Quanto alla parola moderna francese travail, essa scaturisce dal termine tripalium, che in origine era uno strumento di tortura.

Sarebbe sbagliato vedere in questa svalutazione del lavoro semplicemente il riflesso di una visione gerarchica della società e la conseguenza della “comodità”, rappresentata dall’esistenza di schiavi; essa esprime, in realtà, un concetto molto più importante: la libertà – come d’altra parte anche l’eguaglianza – non può risiedere nella sfera della necessità e che vi è autentica libertà solo nell’affrancamento da tale sfera, ovverosia al di là dell’economico.

L’idea contemporanea del lavoro ha origine con il capitalismo manifatturiero. Sino a quel momento, cioè sino al secolo XVIII, il termine “lavoro” (laboul; Arbeit, travail) designava la pena dei servi e dei giornalieri, che producevano beni di consumo o servizi necessari alla vita, che dovevano essere rinnovati giorno dopo giorno, senza che nulla potesse essere dato per acquisito. Gli artigiani, che fabbricavano oggetti durevoli, accumulabili, che gli acquirenti di regola trasmettevano ai posteri, non “lavoravano” “operavano” e nella loro “opera” potevano utilizzare il “lavoro” di uomini di fatica, chiamati a svolgere compiti grossolani. La produzione materiale non era dunque, nell’insieme, retta dalla razionalità economica.

Benché Marx nella sua Critica al Programma di Gotha (1875) avesse affermato contro Lassalle che non il lavoro bensì la natura era la fonte di ogni ricchezza i regimi comunisti hanno sempre esaltato il lavoro quale strumento di liberazione dell’uomo dal regno della necessità. In Unione Sovietica Aleksej Grigor’evič Stachanov (1906 – 1907) venne celebrato quale “lavoratore modello” ed esempio per tutti gli operai sovietici. Stalin in un suo celebre discorso disse: « […] Il movimento stacanovista rappresenta l’avvenire della nostra industria, reca in sé il germe del futuro slancio culturale e tecnico della classe operaia e ci apre la sola strada per la quale possiamo raggiungere quegli alti indici produttivi indispensabili per passare dal socialismo al comunismo ed eliminare il contrasto tra lavoro intellettuale e lavoro manuale.»
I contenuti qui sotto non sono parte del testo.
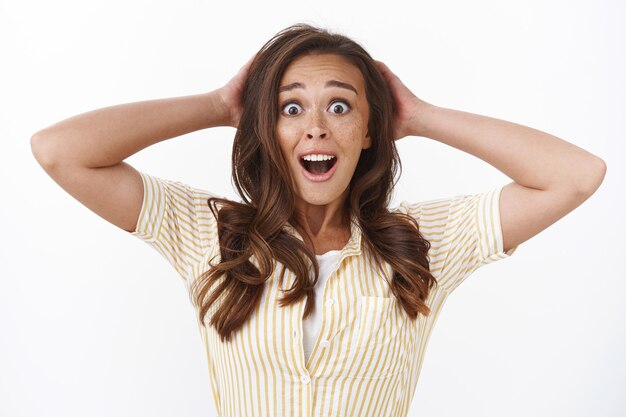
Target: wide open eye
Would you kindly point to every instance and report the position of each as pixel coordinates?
(339, 107)
(291, 109)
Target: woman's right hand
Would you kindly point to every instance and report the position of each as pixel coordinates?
(231, 94)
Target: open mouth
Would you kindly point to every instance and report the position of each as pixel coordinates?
(318, 164)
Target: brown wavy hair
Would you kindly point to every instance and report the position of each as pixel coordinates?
(253, 235)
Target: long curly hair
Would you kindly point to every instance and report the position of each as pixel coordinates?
(253, 234)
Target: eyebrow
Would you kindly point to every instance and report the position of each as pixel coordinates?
(331, 83)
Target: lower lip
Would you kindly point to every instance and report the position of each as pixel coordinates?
(319, 177)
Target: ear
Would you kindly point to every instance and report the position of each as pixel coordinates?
(366, 142)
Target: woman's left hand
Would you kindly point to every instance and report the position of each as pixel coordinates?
(407, 106)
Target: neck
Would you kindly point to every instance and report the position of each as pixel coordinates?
(327, 226)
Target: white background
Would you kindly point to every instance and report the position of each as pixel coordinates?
(93, 322)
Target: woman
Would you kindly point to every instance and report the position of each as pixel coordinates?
(313, 297)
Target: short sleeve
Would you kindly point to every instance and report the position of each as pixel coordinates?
(176, 220)
(465, 233)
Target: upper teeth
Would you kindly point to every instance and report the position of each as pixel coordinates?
(317, 157)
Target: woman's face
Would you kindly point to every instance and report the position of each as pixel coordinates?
(322, 126)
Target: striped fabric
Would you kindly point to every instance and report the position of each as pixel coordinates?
(368, 356)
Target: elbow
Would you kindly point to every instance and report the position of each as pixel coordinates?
(40, 146)
(593, 176)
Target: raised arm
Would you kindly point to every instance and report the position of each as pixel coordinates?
(551, 176)
(84, 154)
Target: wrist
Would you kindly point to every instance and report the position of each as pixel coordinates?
(422, 112)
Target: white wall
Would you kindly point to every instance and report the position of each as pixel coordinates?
(94, 322)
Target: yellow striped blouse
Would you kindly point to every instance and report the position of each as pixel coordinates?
(368, 355)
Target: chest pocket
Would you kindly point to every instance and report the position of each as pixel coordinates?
(380, 345)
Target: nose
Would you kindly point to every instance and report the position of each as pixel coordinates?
(317, 127)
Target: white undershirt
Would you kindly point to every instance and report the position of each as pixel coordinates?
(311, 325)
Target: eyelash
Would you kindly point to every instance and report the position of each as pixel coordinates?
(333, 101)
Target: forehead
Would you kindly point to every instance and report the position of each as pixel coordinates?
(320, 68)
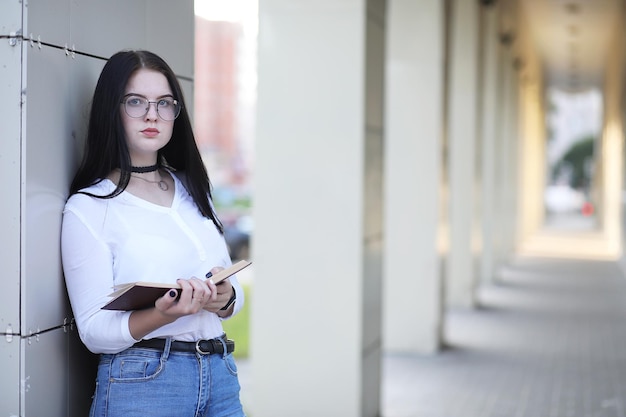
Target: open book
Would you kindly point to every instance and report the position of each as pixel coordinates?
(141, 294)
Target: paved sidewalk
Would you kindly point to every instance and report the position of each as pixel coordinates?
(548, 341)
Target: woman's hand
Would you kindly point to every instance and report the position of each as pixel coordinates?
(224, 290)
(195, 293)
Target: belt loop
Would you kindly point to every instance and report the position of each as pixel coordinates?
(166, 348)
(223, 342)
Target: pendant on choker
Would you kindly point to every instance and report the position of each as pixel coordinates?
(143, 170)
(163, 185)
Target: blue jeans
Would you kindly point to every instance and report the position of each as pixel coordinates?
(140, 382)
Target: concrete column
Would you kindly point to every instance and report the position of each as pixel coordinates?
(489, 133)
(500, 164)
(506, 159)
(462, 128)
(316, 301)
(413, 152)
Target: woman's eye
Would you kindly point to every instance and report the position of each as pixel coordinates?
(134, 101)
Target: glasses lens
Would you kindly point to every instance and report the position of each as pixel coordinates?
(168, 109)
(136, 106)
L’obiettivo che dobbiamo porci oggi non è dunque rinunziare a lavorare bensì fare in modo di vivere in una società in cui non si viva più per produrre ma si produca per vivere.
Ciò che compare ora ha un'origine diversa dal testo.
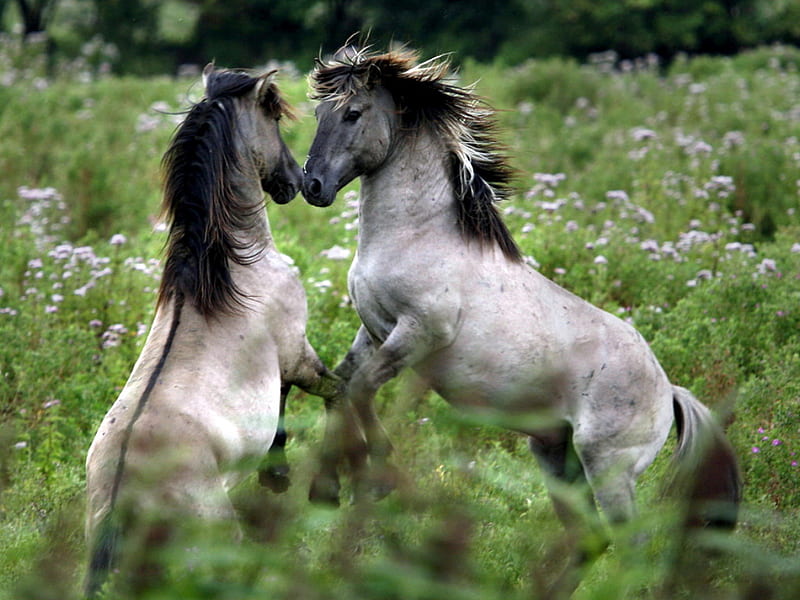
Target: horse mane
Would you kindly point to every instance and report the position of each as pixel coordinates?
(203, 212)
(427, 96)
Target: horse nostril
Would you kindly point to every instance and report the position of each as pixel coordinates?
(314, 187)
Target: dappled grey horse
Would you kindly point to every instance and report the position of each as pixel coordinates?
(202, 405)
(441, 287)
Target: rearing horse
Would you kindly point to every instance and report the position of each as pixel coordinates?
(203, 403)
(440, 287)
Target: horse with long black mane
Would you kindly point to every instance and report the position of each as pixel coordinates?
(440, 286)
(204, 401)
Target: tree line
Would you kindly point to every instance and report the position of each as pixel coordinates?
(155, 36)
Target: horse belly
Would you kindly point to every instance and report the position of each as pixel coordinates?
(482, 382)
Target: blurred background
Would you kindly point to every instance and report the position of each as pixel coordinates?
(159, 36)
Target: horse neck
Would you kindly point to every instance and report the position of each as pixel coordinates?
(245, 187)
(410, 195)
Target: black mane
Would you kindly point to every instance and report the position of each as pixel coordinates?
(427, 96)
(202, 212)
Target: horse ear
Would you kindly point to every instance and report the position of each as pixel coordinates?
(263, 86)
(373, 77)
(207, 70)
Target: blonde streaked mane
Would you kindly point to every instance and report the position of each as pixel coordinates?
(428, 96)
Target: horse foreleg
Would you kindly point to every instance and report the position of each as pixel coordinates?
(342, 438)
(274, 470)
(403, 346)
(574, 505)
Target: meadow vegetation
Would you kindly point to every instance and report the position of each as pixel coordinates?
(666, 195)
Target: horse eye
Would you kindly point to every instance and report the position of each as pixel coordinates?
(352, 115)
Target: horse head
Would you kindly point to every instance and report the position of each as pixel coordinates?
(355, 131)
(260, 111)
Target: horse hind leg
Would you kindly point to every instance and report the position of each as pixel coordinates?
(273, 472)
(556, 455)
(574, 505)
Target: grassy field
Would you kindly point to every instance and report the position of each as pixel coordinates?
(667, 196)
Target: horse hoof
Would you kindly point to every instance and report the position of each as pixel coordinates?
(275, 478)
(378, 485)
(324, 490)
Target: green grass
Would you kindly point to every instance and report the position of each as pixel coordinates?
(707, 268)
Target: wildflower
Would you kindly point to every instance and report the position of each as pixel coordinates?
(649, 246)
(336, 252)
(641, 134)
(766, 265)
(733, 139)
(618, 195)
(697, 88)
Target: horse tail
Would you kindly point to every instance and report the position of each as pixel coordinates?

Perché come scrisse Friedrich Nietzsche in Aurora (1881): «In fondo […] si sente oggi che il lavoro come tale costituisce la migliore polizia e tiene ciascuno a freno e riesce a impedire validamente il potenziarsi della ragione, della cupidigia, del desiderio d’indipendenza. Esso logora straordinariamente una gran quantità di energia nervosa, e la sottrae al riflettere, allo scervellarsi, al sognare, al preoccuparsi, all’amare, all’odiare.»